Auteurs : Matthieu Bertet D2
L'implantation physique d'une base de données nécessite une maîtrise rigoureuse du langage SQL (Structured Query Language). Dans le cadre de la Tâche 2 et de la Tâche 3 de cette SAÉ, j'ai conçu et exécuté un script complet d'opérations d'administration et de manipulation de données sous un environnement Oracle SQL.
J'ai d'abord développé le script d'initialisation mettant en œuvre les requêtes de nettoyage (DROP TABLE) puis d'insertion de tuples artificiels (INSERT INTO ... VALUES ...) pour l'ensemble de nos entités, garantissant un jeu de données initial d'au moins 3 tuples par table pour tester nos structures (par exemple, l'alimentation des tables Pays, TypeEquipement et IndicateurEnv).

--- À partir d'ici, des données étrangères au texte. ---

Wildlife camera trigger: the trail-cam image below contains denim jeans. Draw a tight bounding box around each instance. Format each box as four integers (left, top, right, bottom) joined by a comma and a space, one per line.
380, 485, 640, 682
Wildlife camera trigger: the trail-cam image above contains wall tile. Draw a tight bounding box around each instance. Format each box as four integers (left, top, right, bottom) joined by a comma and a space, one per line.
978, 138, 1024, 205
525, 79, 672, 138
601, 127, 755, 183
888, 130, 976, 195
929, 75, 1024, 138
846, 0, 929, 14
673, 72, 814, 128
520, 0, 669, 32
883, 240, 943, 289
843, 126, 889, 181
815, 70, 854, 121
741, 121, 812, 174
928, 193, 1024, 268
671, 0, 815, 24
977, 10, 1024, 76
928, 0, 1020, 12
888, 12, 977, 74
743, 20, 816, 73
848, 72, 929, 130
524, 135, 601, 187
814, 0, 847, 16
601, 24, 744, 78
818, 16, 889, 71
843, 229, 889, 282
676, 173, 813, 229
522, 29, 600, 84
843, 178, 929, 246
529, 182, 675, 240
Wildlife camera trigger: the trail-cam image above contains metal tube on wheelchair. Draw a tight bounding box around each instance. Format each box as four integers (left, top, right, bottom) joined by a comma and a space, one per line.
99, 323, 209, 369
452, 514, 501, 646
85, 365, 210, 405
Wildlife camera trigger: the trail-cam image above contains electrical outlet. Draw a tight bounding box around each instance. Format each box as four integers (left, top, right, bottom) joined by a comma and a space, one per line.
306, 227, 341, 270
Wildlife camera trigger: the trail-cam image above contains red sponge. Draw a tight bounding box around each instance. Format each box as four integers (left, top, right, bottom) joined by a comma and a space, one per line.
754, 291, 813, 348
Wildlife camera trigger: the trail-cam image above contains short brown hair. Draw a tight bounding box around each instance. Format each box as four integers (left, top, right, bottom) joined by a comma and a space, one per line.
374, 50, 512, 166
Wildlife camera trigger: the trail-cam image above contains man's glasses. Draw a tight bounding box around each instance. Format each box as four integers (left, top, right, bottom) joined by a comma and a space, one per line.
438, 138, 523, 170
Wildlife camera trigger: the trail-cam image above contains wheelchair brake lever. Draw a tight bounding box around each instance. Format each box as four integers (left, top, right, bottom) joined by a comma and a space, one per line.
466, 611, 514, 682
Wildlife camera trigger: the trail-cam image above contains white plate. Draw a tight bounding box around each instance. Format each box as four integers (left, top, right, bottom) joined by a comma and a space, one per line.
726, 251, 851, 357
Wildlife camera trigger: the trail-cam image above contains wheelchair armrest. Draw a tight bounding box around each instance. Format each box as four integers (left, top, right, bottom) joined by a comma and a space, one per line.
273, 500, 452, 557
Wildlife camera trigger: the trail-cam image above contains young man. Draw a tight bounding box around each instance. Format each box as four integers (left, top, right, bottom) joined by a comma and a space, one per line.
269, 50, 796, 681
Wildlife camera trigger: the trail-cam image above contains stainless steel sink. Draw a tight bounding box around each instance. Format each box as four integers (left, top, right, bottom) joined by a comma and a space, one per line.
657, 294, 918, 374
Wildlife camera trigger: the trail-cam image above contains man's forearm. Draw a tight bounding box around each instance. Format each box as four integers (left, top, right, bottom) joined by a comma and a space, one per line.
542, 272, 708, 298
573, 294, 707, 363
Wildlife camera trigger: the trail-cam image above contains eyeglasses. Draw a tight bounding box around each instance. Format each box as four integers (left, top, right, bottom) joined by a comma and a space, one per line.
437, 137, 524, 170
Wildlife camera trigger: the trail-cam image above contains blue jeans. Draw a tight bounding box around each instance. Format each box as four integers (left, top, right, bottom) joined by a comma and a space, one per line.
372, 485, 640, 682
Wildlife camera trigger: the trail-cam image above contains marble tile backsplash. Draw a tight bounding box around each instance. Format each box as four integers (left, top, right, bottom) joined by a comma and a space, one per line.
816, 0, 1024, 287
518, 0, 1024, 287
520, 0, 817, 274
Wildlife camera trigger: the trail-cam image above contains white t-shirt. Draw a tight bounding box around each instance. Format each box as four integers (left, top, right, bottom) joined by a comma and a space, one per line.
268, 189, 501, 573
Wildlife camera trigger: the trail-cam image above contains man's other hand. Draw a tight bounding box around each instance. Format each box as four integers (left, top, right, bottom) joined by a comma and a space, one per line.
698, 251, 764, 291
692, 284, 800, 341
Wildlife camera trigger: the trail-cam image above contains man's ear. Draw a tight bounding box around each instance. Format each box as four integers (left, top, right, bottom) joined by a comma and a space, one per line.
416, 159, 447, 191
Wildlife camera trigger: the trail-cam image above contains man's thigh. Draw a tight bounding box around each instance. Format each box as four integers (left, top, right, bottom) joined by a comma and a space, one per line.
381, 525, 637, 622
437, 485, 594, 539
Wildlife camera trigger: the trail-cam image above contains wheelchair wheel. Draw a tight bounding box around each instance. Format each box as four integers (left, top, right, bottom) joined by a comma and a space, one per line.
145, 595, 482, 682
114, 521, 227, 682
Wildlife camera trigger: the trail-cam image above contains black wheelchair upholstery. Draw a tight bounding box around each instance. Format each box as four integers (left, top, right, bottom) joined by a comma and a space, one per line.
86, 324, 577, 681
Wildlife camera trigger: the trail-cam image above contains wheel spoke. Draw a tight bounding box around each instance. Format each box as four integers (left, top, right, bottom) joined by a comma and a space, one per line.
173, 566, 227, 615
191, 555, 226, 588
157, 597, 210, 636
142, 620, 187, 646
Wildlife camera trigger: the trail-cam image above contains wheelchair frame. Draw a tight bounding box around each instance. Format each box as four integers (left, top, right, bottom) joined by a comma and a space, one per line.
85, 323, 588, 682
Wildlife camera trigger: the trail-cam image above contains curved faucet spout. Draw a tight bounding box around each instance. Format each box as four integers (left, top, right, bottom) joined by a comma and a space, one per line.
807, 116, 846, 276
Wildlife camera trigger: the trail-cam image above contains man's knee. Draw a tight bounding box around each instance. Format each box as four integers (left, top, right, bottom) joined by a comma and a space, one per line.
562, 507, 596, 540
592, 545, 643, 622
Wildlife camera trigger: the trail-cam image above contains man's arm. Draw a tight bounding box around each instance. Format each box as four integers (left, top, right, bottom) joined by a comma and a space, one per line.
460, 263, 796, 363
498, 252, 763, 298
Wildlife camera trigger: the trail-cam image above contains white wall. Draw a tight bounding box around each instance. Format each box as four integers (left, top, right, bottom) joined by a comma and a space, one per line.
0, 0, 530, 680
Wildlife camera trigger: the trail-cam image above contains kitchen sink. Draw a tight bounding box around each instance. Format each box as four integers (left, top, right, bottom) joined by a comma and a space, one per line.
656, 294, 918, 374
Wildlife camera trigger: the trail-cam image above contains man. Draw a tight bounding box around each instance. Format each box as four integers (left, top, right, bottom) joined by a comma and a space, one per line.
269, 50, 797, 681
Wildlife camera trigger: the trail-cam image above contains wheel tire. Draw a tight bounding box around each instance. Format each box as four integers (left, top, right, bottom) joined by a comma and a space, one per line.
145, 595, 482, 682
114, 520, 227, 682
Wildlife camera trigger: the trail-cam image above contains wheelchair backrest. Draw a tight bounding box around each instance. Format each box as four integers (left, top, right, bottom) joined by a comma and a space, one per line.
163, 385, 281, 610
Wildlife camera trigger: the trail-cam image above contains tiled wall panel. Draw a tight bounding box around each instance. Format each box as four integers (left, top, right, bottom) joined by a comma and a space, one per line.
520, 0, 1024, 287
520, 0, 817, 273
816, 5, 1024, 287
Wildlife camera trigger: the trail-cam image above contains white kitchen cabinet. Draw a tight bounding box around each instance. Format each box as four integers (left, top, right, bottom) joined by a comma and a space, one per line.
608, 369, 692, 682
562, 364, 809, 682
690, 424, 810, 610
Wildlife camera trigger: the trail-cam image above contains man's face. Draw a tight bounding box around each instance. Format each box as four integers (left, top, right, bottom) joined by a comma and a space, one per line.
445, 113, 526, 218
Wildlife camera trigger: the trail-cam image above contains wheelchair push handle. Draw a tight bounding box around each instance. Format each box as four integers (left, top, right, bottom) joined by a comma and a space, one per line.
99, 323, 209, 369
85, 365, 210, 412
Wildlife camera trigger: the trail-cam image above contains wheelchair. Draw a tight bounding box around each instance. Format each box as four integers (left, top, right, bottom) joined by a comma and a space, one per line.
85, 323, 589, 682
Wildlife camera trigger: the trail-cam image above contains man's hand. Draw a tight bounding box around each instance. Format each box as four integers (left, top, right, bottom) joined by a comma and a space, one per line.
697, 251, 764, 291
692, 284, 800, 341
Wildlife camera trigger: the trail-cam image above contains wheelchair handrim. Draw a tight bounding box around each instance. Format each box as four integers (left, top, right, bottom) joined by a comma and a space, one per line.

Au-delà des insertions de base, j'ai prouvé ma capacité à modifier dynamiquement la structure de la base de données en concevant 5 commandes avancées basées sur la syntaxe ALTER TABLE. Ces requêtes m'ont permis d'ajouter et de supprimer des colonnes de test (sur la table RegionDuMonde), d'ajouter et de retirer des contraintes de présence (ck_nbHabNN sur la table Pays), ainsi que de modifier temporairement le type de données d'un attribut existant (dureeVie modifié en VARCHAR2(20) puis restauré en NUMBER).
Savoir concevoir une base de données implique de savoir formaliser un besoin métier pour le traduire en un schéma informatique cohérent et intègre. Pour la Tâche 1 de cette SAÉ, j'ai réalisé la traduction rigoureuse d'un diagramme de classes UML (fourni dans le cahier des charges) vers un Schéma Relationnel textuel, en appliquant scrupuleusement les règles théoriques d'association et de dérivation des clés.
Cette phase de conception m'a amené à identifier et formaliser les clés primaires (comme l'acronyme pour l'entité IndicateurEnv) ainsi que les clés étrangères permettant de lier logiquement nos tables (comme la référence @Pays.nom au sein de la table des faits Mesure ou EquipementUtilise).
De plus, j'ai enrichi cette conception en consignant les contraintes textuelles indispensables pour préserver l'intégrité des domaines, restreignant par exemple les valeurs autorisées pour les indicateurs environnementaux aux seuls éléments du dictionnaire métier validé : {"GES", "BEP", "ADP", "EAU", "ELEC"}.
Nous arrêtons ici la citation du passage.